I turned the man down who purchased the hotel since he was un-reasonable to deal with. He was trying his darndest to lower my price. He wanted to know my markup on materials and at one point he asked to see the supply house invoice! I declined to work for him since I was able to size him up as a problem customer down the road.


----------



## jmc12185 (Aug 27, 2013)

They took the 1/2" but left the 11/2 and 2"??? Smart move. If your going to break the law, you might as well go all the way.

Sent from my iPhone using PlumbingZone


----------



## Tommy plumber (Feb 19, 2010)

jmc12185 said:


> They took the 1/2" but left the 11/2 and 2"??? Smart move. If your going to break the law, you might as well go all the way.
> 
> Sent from my iPhone using PlumbingZone












Actually, 1 1/2"& 3" was taken from a different location. While I was there I decided to take pictures of the chase between the rooms.

Top and middle pics are 3". In the bottom pic, the 1 1/2" pipe can be seen hanging on the left above a room door.


----------



## jmc12185 (Aug 27, 2013)

Yes, I see now.

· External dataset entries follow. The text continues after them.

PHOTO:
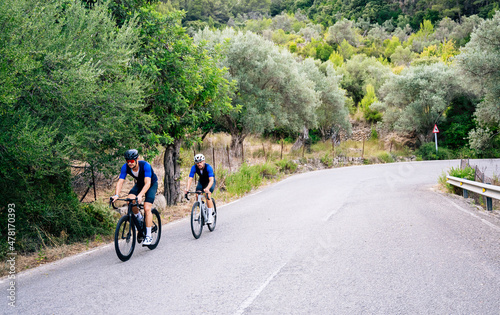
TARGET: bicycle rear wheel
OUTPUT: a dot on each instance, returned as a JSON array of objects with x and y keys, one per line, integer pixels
[
  {"x": 196, "y": 220},
  {"x": 211, "y": 226},
  {"x": 155, "y": 229},
  {"x": 125, "y": 238}
]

Thieving b*st*rds.

Sent from my iPhone using PlumbingZone


----------



## Rando (Dec 31, 2012)




----------



## Liquidplumber11 (Aug 9, 2014)

Rando said:


>


I have a plumber sized just for these chases, we once had him in a chase with only 2 cinder blocks removed.


----------



## chonkie (Jul 31, 2014)

Wow, that's still only maybe one and a half cinder block width with the pipe in the way.


----------



## SchmitzPlumbing (May 5, 2014)

i hate being skinny, chases and crawl spaces for the same pay, i want to be a fat guy and not go in there like the other fat a**es:whistling2:


----------